Il valore di una verifica, per altro, va ben al di là del voto, bello o brutto che sia: certo un bel voto è gratificante per uno studente, ma, in una visione anche solo di poco più ampia dell’immediato, ciò che risulta interessante è appunto la verifica di una strada che si sta percorrendo, l’opportunità di continuare con lo stesso metodo o di correggere qualcosa perché la frequenza scolastica sia più proficua.
Nel liceo classico in cui da anni insegno latino e greco, più di una volta mi è capitato di correggere i compiti in comune con i colleghi, cioè, dopo aver assegnato compiti identici nelle rispettive classi, di correggere gli elaborati insieme, talvolta a coppie, talvolta in un gruppo più ampio: ma (a parte sporadici casi in cui si chiede un estemporaneo parere tecnico) questo è avvenuto sempre dopo un lavoro comune di preparazione del compito, il che è stato possibile per una certa stabilità del gruppo, che ha portato nel tempo cordialità e stima per il collega e per il suo lavoro.

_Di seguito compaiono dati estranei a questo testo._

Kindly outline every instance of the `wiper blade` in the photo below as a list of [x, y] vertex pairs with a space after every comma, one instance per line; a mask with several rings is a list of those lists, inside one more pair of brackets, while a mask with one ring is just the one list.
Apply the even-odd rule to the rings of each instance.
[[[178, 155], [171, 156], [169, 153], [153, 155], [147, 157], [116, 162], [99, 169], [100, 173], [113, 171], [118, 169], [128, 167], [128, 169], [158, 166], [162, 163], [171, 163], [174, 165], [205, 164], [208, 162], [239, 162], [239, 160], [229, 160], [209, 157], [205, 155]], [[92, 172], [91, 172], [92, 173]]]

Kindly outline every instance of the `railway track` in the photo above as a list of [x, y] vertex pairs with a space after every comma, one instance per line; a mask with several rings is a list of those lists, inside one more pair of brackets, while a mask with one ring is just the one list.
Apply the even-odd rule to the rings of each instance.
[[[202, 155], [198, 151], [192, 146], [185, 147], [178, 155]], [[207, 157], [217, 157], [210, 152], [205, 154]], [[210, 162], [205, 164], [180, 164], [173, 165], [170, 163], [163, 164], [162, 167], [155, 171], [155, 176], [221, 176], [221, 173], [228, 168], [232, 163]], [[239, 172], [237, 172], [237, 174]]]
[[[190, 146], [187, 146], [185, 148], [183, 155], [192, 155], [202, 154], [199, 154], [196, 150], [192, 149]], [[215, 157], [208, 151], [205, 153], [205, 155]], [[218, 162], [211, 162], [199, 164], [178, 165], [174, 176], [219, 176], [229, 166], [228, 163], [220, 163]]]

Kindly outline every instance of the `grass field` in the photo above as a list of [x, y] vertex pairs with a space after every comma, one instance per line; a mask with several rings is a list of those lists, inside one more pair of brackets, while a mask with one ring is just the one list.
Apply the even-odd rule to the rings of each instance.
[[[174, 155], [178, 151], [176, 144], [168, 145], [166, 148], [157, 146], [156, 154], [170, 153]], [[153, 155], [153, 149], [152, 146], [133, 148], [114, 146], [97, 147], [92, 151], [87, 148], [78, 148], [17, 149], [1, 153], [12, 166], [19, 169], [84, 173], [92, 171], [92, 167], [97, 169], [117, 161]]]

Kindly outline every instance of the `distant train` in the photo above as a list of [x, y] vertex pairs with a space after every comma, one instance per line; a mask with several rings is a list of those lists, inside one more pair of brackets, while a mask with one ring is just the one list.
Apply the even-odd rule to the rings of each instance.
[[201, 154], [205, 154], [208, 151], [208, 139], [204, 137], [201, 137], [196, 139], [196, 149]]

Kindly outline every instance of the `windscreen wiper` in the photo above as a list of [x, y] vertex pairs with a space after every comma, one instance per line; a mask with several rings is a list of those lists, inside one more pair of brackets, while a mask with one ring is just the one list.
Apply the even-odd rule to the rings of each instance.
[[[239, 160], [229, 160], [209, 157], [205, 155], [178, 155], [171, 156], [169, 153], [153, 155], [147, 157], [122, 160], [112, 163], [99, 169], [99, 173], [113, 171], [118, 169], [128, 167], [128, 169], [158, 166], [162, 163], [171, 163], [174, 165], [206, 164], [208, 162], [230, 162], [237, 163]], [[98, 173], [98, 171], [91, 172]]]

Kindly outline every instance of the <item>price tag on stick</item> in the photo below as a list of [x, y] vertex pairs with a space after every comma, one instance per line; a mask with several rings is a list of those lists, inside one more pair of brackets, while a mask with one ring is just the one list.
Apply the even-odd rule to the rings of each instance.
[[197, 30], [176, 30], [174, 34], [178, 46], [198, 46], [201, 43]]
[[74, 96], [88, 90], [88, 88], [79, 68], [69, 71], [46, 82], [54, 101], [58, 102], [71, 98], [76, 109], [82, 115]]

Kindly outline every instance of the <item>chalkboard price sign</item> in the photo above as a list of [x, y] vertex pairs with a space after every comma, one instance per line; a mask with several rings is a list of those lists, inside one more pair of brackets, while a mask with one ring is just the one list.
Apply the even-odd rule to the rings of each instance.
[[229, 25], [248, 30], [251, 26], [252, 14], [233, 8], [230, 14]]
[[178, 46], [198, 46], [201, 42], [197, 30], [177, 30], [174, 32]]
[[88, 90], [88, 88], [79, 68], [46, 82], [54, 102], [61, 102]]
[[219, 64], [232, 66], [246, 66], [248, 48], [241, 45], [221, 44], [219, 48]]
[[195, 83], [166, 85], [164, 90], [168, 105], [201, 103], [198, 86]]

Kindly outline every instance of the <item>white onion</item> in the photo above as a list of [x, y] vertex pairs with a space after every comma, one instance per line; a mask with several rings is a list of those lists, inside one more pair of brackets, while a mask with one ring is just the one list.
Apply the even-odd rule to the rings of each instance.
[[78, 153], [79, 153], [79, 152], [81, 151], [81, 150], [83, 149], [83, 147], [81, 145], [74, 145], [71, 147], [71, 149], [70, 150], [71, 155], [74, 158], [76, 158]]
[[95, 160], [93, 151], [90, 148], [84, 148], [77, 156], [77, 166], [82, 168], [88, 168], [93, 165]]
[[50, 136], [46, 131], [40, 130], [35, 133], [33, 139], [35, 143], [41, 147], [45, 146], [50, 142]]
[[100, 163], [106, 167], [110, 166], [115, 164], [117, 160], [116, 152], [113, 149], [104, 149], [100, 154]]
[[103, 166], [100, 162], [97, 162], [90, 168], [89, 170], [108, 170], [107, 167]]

Una valutazione comune infatti può appunto scaturire solo dopo un lavoro comune tra docenti: tra l’altro l’abitudine a tale lavoro ridimensiona in parte anche l’idea di autonomia dell’insegnamento, che è legittima e doverosa (nessuno mi può imporre strategie educative o percorsi obbligati di apprendimento), ma che può spesso sconfinare nell’individualismo e nell’incapacità di confronto.
La proposta che quest’anno è partita da alcuni colleghi della scuola e che ha trovato consenso in tutti i docenti che vi si dovranno coinvolgere, sebbene formalmente possa sembrare coincidente, è radicalmente diversa da quella di scambi incrociati a proposito dei quali ho recentemente letto alcuni interventi; è diversa a partire dallo scopo, che non è innanzi tutto quello di raggiungere l’omogeneità o tranquillizzare i genitori, ma di aiutare gli studenti dell’ultimo anno ponendoli in una situazione in parte simile a quanto avverrà in sede di esame di Stato.
Nelle ultime classi infatti (quelle cioè i cui alunni dovranno sostenere l’esame a fine anno) quest’anno (per motivi di orario) l’insegnamento di latino e di greco è affidato non a un unico insegnante, come per lo più capita, ma a due persone distinte. Poiché all’esame di Stato quest’anno ci sarà come II prova scritta latino e il commissario che la correggerà sarà il membro esterno di latino e greco, i colleghi di latino hanno deciso di svolgere contemporaneamente in tutte le classi, in maggio, una simulazione di II prova, scegliendo un unico testo; la correggeranno però i colleghi di greco. Osservo però che tale scambio avviene con uno scopo preciso e che, ancora una volta, è possibile solo per una certa intesa, consolidata dagli anni, presente tra i colleghi.
Da tutto questo si vede come ritengo assolutamente improponibile la prassi tout court di scambi sistematici di verifiche tra colleghi. Tanto varrebbe affidare tutto (insegnamento compreso) a un computer (considerato, con un atteggiamento un po’ mitico, “oggettivo”, sempre nel riduttivo senso di “neutrale”): per parafrasare Eliot, vagheggiando un sistema scolastico talmente perfetto che l’insegnante risulterebbe inutile.
Spesso sembra che i vincoli imposti (o autoimposti) abbiano la pretesa proprio di arrivare a questa “perfezione” che ha perso di vista lo scopo.